Quarant’anni fa veniva lanciata dai movimenti ambientalisti l’idea della Giornata della Terra per indirizzare l’opinione pubblica sulle gravi condizioni in cui versa il nostro Pianeta dal punto di vista delle risorse naturali e delle condizioni dell’ambiente. La Giornata del 22 aprile è diventata un appuntamento fisso e nel frattempo molto è cambiato sullo scenario ambientale globale. È emerso prepotentemente il problema dei cambiamenti climatici, col suo carico di polemiche, di difficili decisioni politiche, di aspettative non appagate.
Anche questa edizione dell’Earth Day avrà come tema centrale il clima e sarà dominata dallo spettro del global warming e dalle controversie riaccese durante la Conferenza sul Clima di Copenhagen.
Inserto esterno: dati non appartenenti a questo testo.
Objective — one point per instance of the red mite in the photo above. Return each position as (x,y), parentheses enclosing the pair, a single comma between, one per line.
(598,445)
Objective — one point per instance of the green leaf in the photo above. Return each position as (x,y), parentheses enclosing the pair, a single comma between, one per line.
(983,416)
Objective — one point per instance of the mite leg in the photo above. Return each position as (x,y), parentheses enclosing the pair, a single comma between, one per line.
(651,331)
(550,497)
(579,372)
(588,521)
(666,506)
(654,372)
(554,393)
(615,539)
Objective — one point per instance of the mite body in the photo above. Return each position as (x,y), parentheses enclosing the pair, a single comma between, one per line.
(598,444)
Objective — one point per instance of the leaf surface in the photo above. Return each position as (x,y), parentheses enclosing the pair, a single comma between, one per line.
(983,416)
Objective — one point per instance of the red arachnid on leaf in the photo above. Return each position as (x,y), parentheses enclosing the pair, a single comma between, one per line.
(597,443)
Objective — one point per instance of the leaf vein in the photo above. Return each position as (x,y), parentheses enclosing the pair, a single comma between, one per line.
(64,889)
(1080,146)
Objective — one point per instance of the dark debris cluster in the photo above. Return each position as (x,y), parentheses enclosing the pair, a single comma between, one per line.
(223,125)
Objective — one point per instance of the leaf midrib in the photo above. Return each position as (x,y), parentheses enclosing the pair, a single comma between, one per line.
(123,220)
L’opinione pubblica sarà comunque polarizzata sui soliti cliché, che campeggeranno anche nell’evento culminante del “Rally per il Clima” il 25 aprile a Washington: lì presteranno la loro voce in difesa della Terra “surriscaldata” star dello spettacolo come il cantante Sting e lì verrà presentata dall’Earth Day Network una petizione al Congresso Usa per un’azione decisa per il contenimento delle emissioni di gas serra e per la promozione di una legislazione mondiale sul clima. Vale quindi la pena soffermarsi sul tema del GW e sulle più recenti ipotesi circa le sue cause.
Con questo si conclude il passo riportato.